Anyway, let me know what you guys think.:

Dude, i would so have my nanobots grow me some wolverine claws. SHNICKT!! It would be on like Donkey Kong!
Comment by Dennis — 4/28/2006 @ 5:03 pm
In a way, some designer drugs are nanotechnology. They do more or less what you describe in your HIV example. They go through the body and destroy only the “bad” cells. There are a couple of techniques used for this .. one is targeting a particular shape (much as in your example). They bounce around in the blood and only FIT on the bad cells. When attached, the bad cells are rendered ineffective. There will be enormous advances in this technique when we can design drugs with particular SHAPES. I’m guessing that we’ll see (or hear about) big advances fairly quickly (within the next 10 years).
As for your vaccinations, there is a slight problem. When babies are vaccinated now, they are given a dose of the “bad cells” usually dead ones. This triggers an immune response and our bodies learn to recognize the invaders and learn to create (on demand — sort of) an agent that will kill those particular cells. The original invaders injected into the body are gone fairly quickly. Things don’t generally stick around in the body for long periods.

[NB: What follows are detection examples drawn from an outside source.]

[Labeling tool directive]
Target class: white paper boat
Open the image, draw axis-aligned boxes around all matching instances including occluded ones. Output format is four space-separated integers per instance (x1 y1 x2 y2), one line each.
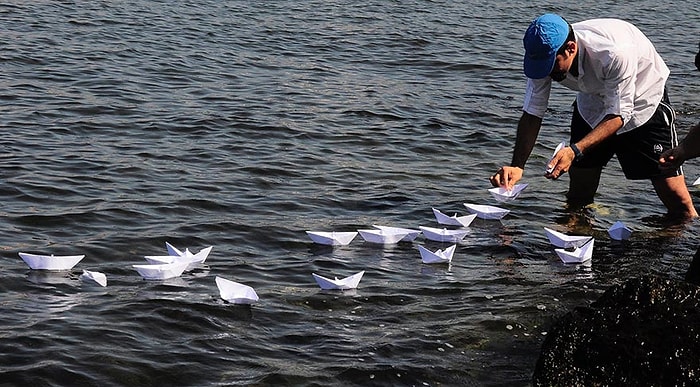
544 227 591 249
19 253 85 270
554 237 594 263
144 246 214 271
433 208 476 227
306 231 357 246
131 262 189 280
311 270 365 290
418 245 457 263
489 184 527 202
464 203 510 219
608 220 632 241
216 276 259 304
420 226 469 243
357 229 408 245
80 269 107 287
546 141 566 173
372 224 421 242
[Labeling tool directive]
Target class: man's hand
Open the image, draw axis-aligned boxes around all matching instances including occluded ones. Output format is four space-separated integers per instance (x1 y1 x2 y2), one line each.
490 167 523 190
544 146 575 180
659 144 686 169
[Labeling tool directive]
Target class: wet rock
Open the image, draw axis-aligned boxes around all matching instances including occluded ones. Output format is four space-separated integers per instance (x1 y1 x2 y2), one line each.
533 276 700 387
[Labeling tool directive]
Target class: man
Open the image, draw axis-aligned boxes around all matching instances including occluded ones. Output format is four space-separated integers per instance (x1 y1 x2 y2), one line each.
491 14 697 218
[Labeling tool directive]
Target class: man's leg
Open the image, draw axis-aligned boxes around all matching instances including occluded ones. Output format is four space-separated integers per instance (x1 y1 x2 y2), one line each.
566 165 603 208
651 175 698 219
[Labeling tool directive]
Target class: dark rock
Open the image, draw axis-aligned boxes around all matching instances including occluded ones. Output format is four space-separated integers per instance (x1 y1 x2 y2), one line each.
533 276 700 387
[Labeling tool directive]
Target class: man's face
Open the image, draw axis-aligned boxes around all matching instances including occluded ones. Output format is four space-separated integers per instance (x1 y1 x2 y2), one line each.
549 55 571 82
549 42 576 82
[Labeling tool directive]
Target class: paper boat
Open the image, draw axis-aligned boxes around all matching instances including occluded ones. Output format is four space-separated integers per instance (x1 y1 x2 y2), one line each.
357 229 408 245
433 208 476 227
608 220 632 241
546 141 566 173
420 226 469 243
489 184 527 202
144 247 214 271
306 231 357 246
311 270 365 290
554 237 594 263
372 224 421 242
80 269 107 287
19 253 85 270
418 245 457 263
464 203 510 219
544 227 591 249
216 276 259 304
132 262 189 280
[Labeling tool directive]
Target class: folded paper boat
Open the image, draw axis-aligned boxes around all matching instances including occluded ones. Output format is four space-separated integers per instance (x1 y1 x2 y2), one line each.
144 247 214 271
489 184 527 202
418 245 457 263
608 220 632 241
554 237 594 263
19 253 85 270
464 203 510 219
357 229 408 245
372 224 421 242
216 276 259 304
433 208 476 227
311 270 365 290
306 231 357 246
544 227 591 249
420 226 469 243
80 269 107 287
132 262 189 280
545 141 566 173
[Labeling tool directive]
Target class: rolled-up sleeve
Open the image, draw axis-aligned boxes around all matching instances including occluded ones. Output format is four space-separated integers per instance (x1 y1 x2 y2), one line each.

The beauty of our immune system is that the necessary defense is manufactured locally (inside us) and continuously. It’s a pretty cool system. I’ve no doubts that nanotechnology will make HUGE advances and that some of the most amazing and beneficial of those advances will be in medicine, but I’m not sure that a nano-immune system of the sort you envision will be one of the early advances.
But then again, who can tell? I’m certainly not one to make silly claims like nobody will ever need more than 640 K of memory.
Comment by Carl M — 4/28/2006 @ 7:57 pm
No, I agree. It’s quite a long way off, and the body’s approach is likely to exceed any nanotechnology for decades to come.
Comment by Daniel — 4/28/2006 @ 11:25 pm
Ok, Carl. How about this. How about a more advanced version of the technology that starts by monitoring and aiding the body’s defenses first.
So it introduces the bad cells to the body’s immune system and then coaches the body along in building a superior defense — all along keeping an eye out for an infection that starts overpowering the body. If that happens, the bots kick in and begin to neutralize the threat.
Until then, however, the goal is to bolster the body’s own defenses via an advanced training system — one that exposes it to known threats and teaches it how to counter them.
Thoughts?
Comment by Daniel — 4/28/2006 @ 11:38 pm
I wonder if nano tech would make it easier to graft adamantium on your skeletal structure…. Either way, I would rather be skeletor than wolverine. Thats right. Skeletor.
Comment by dylan — 4/29/2006 @ 8:19 am
Well, the issue I have with the nanorobotic defense system is that the nanobots must stay in the bloodstream to continue to be effective. The problem is that stuff doesn’t generally stay in the bloodstream long. So, the bots would have to escape the varous ways that things are removed from the blood. Perhaps this is not as big an issue as I imagine, I’m not a biologist, but it seems to me to be a pretty serious issue. Of course eventually these bots will be self-replicating (that is, they will be able to take building blocks from their environment and use them to create copies of themselves). This would have the potential to overcome the body’s cleansing mechanisms.
Who knows. It’s certainly going to be fun watching the advances over the next decades.